ExxonMobil’s public response was to protest against regulatory frameworks, financial incentives and “protectionist policies,” which it said were holding industry back. It also called on the US to end its ban on exports of crude oil and LNG.
This was a position the firm shared with the EU, and which informed debate at the meeting whose minutes the commission redacted because they “reveal possible strategies that the commission may adopt in the ongoing negotiations,” according to documents previously released to the Guardian.
But commission officials deny offering ExxonMobil any advantages and, while declining comment on the discussions, insist that trade reform is needed.
“EU and US companies face discrimination when they need access to resources,” a commission spokesman told the Guardian. “Once they have produced the energy goods, they do not get access to the grid, or access at less favourable conditions. Energy resource countries supply energy resources at below market prices to their domestic industry. The EU and US industry is put at a disadvantage.”
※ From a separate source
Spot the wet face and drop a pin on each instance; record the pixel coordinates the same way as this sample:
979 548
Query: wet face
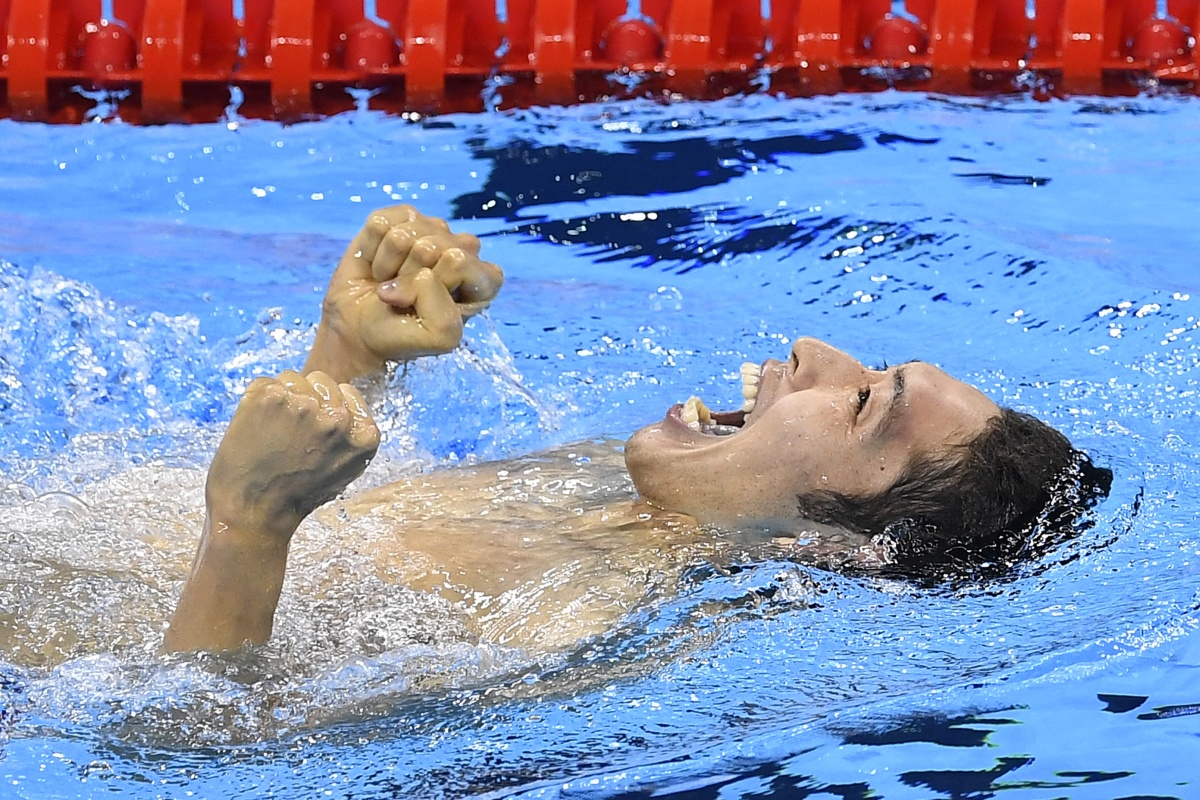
817 422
Steve Kretzmann, the director of the campaign group Oil Change International, described the commission’s behaviour as a “scandalous” attempt to liberalise the global crude market that went beyond shale gas and shale oil.
“I see it as standard setting because it would allow the EU to place greater diplomatic and political pressure on those [developing] countries to lower all their trade barriers,” he said. “If the US is not doing this protective policy anymore you shouldn’t either.”
ExxonMobil would not respond directly to questions about the meeting. But Nikolaas Baeckelmans, the company’s vice-president of EU affairs, said: “ExxonMobil supports an open, unbiased, and rules-based trade and investment system. We see that as essential to global free enterprise and to promoting alignment of business interests, productivity, and economic growth.”